This repo contains my master WTA player file, historical rankings, and an extensive database of match results.
The player file columns are: player_id, first_name, last_name, hand, birth_date, country_code.
The columns for the ranking files are: ranking_date, ranking, player_id, ranking_points, tours. 'Tours' is WTA jargon for certain types of tournaments played, and that column is not anywhere near complete.
Match result files (e.g. 'wta_matches_2014.csv') contain all tour-level singles matches for that season. To make them easier to use, I've included a fair bit of redundancy with the biographical and ranking files: each row contains several columns of biographical information, along with ranking and ranking points, for both players.
ITF, tour-level qualifying, and some ITF-level qualifying match results are stored in a separate yearly file (e.g. 'wta_matches_qual_itf_2014.csv').
Most of the columns in the results files are self-explanatory. For more details, see the matches_data_dictionary.txt file in the parallel tennis_atp repo.
These files are in the same format as my ATP player, rankings, and results databases (https://github.com/JeffSackmann/tennis_atp). There's a small amount of sample code available there (https://github.com/JeffSackmann/tennis_atp/tree/master/examples).
If you find a bug, please file an issue, and be as specific as possible.
Feel free to correct bugs or fill in missing data via pull requests, but be aware that I will not merge PRs. But if that's the most convenient way for you to submit improvements to the data, that's fine; I can work with that.
If you'd like to contribute to the project, I post "help wanted" issues, starting with a plea to fill in biographical data such as date of birth.
If you'd like to contribute to my ongoing project to build a research-quality dataset of pre-Open Era women's tennis results, please familiarize yourself with the ongoing work at the Blast From the Past section of tennisforum.com. Additional tournaments, results, notes, and corrections are welcome there. Note that I cannot speak for the moderators there--please follow their guidelines and standards for contributions.

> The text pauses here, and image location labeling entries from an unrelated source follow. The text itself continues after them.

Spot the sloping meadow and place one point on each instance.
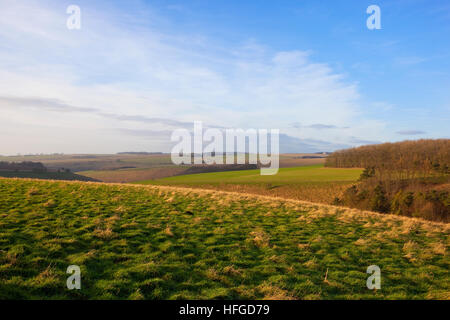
(152, 242)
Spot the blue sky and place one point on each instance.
(137, 70)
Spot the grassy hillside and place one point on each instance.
(311, 183)
(152, 242)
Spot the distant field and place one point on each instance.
(311, 183)
(111, 162)
(155, 242)
(131, 175)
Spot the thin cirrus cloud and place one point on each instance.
(410, 132)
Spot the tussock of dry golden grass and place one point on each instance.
(161, 242)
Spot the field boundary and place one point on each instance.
(330, 209)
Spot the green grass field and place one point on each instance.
(153, 242)
(310, 183)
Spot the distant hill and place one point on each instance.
(46, 175)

Also, I encourage everyone to pitch in to the Match Charting Project by charting pro matches. It's not a direct contribution to this repo, but it is a great way to improve the existing state of tennis data.
Tennis databases, files, and algorithms by Jeff Sackmann / Tennis Abstract is licensed under a Creative Commons Attribution-NonCommercial-ShareAlike 4.0 International License.
Based on a work at https://github.com/JeffSackmann.
In other words: Attribution is required. Non-commercial use only.